Map-backed delegated properties in Kotlin - Time & Space Complexity
We want to understand how fast or slow accessing properties through a map-backed delegate is.
Specifically, how does the time to get or set a property change as the map size grows?
Analyze the time complexity of the following code snippet.
class User(val map: Map<String, Any?>) {
val name: String by map
val age: Int by map
}
fun main() {
val userData = mapOf("name" to "Alice", "age" to 30)
val user = User(userData)
println(user.name)
println(user.age)
}
This code uses a map to store property values and accesses them via delegated properties.
Identify the loops, recursion, array traversals that repeat.
- Primary operation: Accessing a value in the map by key.
- How many times: Once per property access.
Each property access looks up a key in the map. The time depends on the map's lookup speed.
| Input Size (n) | Approx. Operations |
|---|---|
| 10 | About 1 lookup per property access |
| 100 | Still about 1 lookup per property access |
| 1000 | Still about 1 lookup per property access |
Pattern observation: The time to access a property stays roughly the same no matter how big the map is.
Time Complexity: O(1)
This means each property access takes about the same time regardless of how many entries are in the map.

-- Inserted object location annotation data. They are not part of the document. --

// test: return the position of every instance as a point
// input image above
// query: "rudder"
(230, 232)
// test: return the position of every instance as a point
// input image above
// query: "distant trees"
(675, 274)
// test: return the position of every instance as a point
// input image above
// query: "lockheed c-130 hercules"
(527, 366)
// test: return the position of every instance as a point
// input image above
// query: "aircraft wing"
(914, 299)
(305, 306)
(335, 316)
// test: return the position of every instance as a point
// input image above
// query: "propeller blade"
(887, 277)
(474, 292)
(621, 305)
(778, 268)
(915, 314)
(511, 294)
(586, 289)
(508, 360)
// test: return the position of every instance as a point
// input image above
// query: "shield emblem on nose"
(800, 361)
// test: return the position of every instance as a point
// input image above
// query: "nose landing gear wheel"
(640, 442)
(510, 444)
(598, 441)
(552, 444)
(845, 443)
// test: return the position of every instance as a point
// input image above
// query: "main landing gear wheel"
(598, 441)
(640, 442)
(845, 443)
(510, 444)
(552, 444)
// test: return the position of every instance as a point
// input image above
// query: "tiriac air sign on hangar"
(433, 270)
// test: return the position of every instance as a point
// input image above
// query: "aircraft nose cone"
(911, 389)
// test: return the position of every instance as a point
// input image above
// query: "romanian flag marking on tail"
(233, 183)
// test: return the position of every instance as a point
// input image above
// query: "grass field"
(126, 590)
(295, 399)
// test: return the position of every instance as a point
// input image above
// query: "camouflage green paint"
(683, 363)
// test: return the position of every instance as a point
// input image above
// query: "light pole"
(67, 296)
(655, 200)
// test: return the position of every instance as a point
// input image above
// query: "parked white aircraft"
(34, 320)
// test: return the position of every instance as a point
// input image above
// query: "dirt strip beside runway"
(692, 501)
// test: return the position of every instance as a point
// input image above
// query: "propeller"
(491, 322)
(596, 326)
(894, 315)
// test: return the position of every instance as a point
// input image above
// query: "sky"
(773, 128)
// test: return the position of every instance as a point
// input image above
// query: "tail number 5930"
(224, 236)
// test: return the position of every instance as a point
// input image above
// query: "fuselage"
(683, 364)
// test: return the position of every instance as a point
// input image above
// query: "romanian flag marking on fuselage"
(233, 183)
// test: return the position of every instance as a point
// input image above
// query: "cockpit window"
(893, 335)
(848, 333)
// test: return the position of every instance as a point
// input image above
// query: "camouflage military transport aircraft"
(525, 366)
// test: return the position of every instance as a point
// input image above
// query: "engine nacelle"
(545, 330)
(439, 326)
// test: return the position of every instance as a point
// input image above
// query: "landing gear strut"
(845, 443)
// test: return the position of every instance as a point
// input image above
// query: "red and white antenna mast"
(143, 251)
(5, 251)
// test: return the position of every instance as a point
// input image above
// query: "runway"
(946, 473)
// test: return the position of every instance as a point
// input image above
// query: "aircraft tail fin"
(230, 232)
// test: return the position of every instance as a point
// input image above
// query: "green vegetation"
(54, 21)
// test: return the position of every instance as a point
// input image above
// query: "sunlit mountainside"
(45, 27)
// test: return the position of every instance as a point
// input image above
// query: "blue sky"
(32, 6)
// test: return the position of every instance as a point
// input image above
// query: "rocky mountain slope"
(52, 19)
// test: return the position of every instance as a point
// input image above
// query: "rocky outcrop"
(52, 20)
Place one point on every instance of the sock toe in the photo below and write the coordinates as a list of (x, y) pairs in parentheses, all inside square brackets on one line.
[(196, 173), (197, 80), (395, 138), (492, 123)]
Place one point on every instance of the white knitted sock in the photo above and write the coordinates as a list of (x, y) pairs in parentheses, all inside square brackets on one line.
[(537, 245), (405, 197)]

[X] Wrong: "Accessing a property through a map delegate gets slower as the map grows because it has to search more entries."
[OK] Correct: Kotlin uses a hash map for storage, so key lookups are very fast and do not slow down noticeably as the map grows.
Understanding how map-backed delegates work helps you reason about property access speed in Kotlin, a useful skill for writing efficient and clean code.
"What if the map was replaced with a list of pairs instead? How would the time complexity of property access change?"